How is my TDO having 10 bit sent out instead of 9 bits as my IR total scan chain length is only 9 bits?
Not sure I understood the question, but you need to shift one more time, because you have 2 devices in the JTAG chain. When many JTAG devices are chained, you need to shift the data through all of them, until the data arrives to your JTDO.
Between each TDI-TDO, there is a flip-flop (FF).
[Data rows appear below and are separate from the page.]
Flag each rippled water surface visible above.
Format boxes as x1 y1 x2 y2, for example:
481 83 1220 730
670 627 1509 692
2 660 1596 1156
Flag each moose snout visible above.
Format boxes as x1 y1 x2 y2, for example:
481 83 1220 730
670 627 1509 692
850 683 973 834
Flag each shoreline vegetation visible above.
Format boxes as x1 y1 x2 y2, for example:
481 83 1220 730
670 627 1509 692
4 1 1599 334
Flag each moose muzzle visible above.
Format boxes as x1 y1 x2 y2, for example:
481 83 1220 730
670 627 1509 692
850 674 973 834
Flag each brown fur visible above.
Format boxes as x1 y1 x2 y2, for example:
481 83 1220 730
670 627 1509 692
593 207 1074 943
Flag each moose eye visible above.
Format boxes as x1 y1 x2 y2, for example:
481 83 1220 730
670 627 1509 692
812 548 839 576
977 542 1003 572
When many TDI-TDO are chained, the FFs will form a shift register.
You have 2 devices in your JTAG chain, so you have 2 FF, like this:
JTDI ->
TDI(boundary) -> FF(boundary) -> TDO(boundary) ->
TDI(M4) -> FF(M4) -> TDO(M4) ->
JTDO
You'll need one more clock edge in order to push out the last bit of the first IR (boundary TAP) through the FF(M4).
Thinking only about the boundary TAP, on the 5th clock that reads its 5 bits long IR, the 5th IR bit will be shifted out, and because the FF(M4) is in the way, the 5th IR bit of the boundary TAP is not yet seen at JTDO. One more clock is needed to push it through the FF(M4).
If it were to have yet another device inserted in the JTAG chain, say an external flash memory with JTAG (or something else with JTAG) additionally to the 2 devices you already have (boundary TAP and M4 TAP), like this:
JTDI ->
TDI(boundary) -> FF(boundary) -> TDO(boundary) ->
TDI(M4) -> FF(M4) -> TDO(M4) ->
TDI(flash) -> FF(flash) -> TDO(flash) ->
JTDO
then you would see yet another extra clock, needed to shift the data through the FF of the 3rd device, the FF(flash).